En moyenne? Quatre ans. C’est la statistique de la recherche. Mais la réalité est plus compliquée. Pour certains, cela dure une décennie. Dix ans de flux.
Les symptômes apparaissent généralement au milieu de la quarantaine. Peut-être vers la fin de la trentaine. Peut-être au milieu des années cinquante. Tout est normal.
Il existe plus d’une trentaine de signes physiques. Plus de trente ans. Vous les ressentirez.
- Bouffées de chaleur et sueurs nocturnes.
- Insomnie.
- Brouillard cérébral.
- Irritabilité.
Manigat dit que les trois grands apparaissent généralement en premier : la fatigue, les changements d’humeur et la chaleur.
Êtes-vous sûr que c’est la périménopause ? Peut être. Ou peut-être que c’est un problème de thyroïde. Ou du stress. La seule façon de le savoir est de demander à un médecin qui connaît la médecine de la quarantaine. Analyse de sang. Histoire. Contexte.
“Rester hydraté… maintient la température interne du corps stable.” -Lauren Streicher, MD
Ne vous contentez pas de boire de l’eau claire. Ça fait trop pipi. Optez pour les électrolytes. Il remplace ce que vous perdez lorsque vous transpirez à travers un T-shirt à 3 heures du matin. Moins de pauses toilettes. Meilleur contrôle de la température.
Bougez votre corps. Pas par vanité. Pour votre cerveau. L’exercice libère des hormones de bien-être. Cela réduit le stress. Manigat souligne que le mouvement du corps est une ligne directe vers une meilleure humeur et une meilleure gestion du poids.
Ne vous contentez pas de l’endurer
On nous apprend à souffrir. Tranquillement. Mais ces symptômes sont « normaux » et il faut donc les ignorer ? Faux.
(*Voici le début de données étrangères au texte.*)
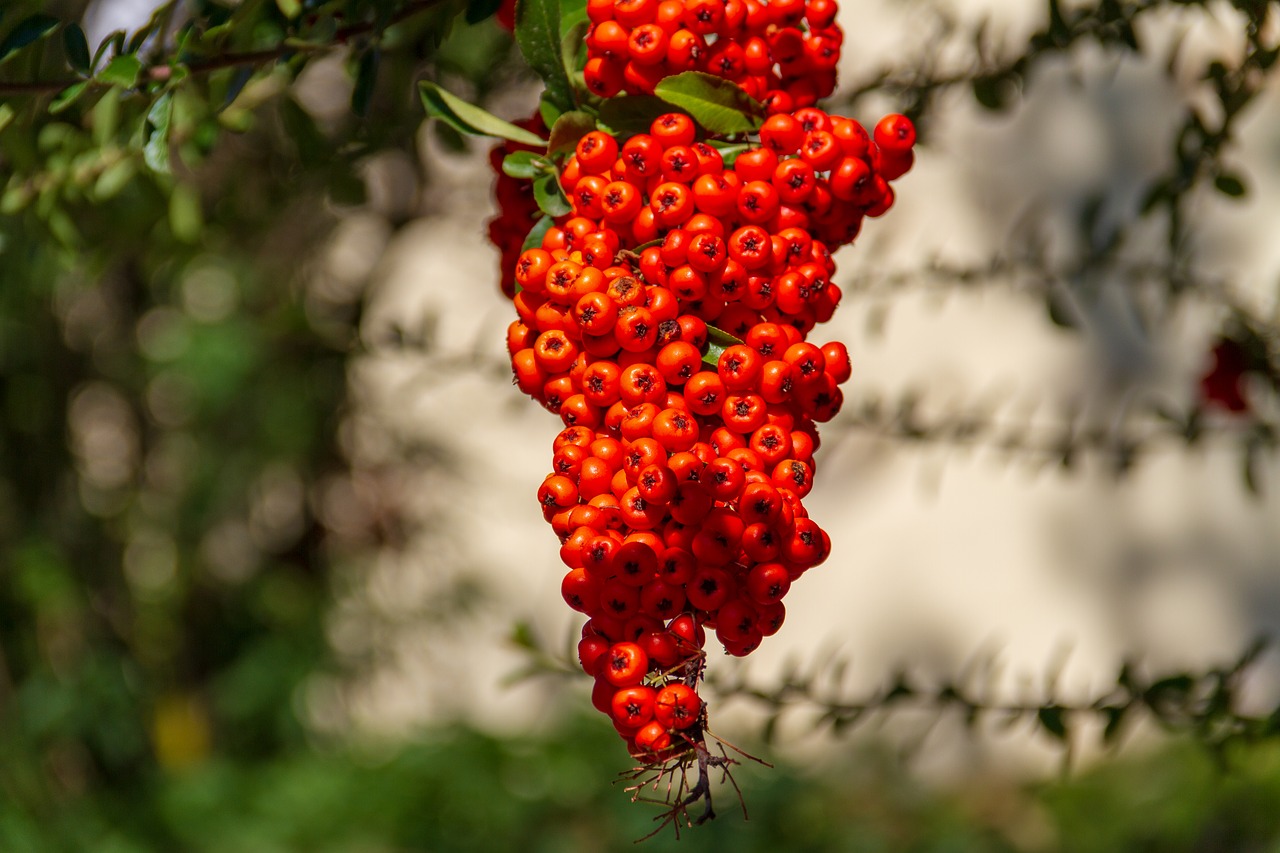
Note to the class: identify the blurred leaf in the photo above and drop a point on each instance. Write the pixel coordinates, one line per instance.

Streicher cite un éditorial du Lancet affirmant que la ménopause est sur-médicalisée. Elle qualifie cela de faux. Moins de 10 % des femmes bénéficient effectivement d’un traitement approprié.
Les 90% restants ? Ils luttent. Au jour le jour. Avec de sérieux risques qui pèsent au-dessus de leurs têtes. Maladie cardiovasculaire. L’ostéoporose. Déclin cognitif. Dysfonction sexuelle. Ce ne sont pas de petites plaintes. Ce sont des risques pour la santé.
Même les changements de saignement nécessitent une attention particulière. Des règles abondantes et irrégulières peuvent provoquer une anémie. Faible numération globulaire. Transfusion. Ce n’est pas seulement ennuyeux. C’est dangereux.
Parlez à quelqu’un. Un généraliste qui vous licencie ? Trouvez-en un nouveau.
Il y a de la honte attachée à ces années. Chaleur. Colère. Le corps se rebelle. Mais en parler draine le pouvoir du mystère. Plus vous le dites à voix haute, moins cela devient effrayant. C’est juste de la biologie. Une biologie bruyante, désordonnée et implacable. Mais gérable.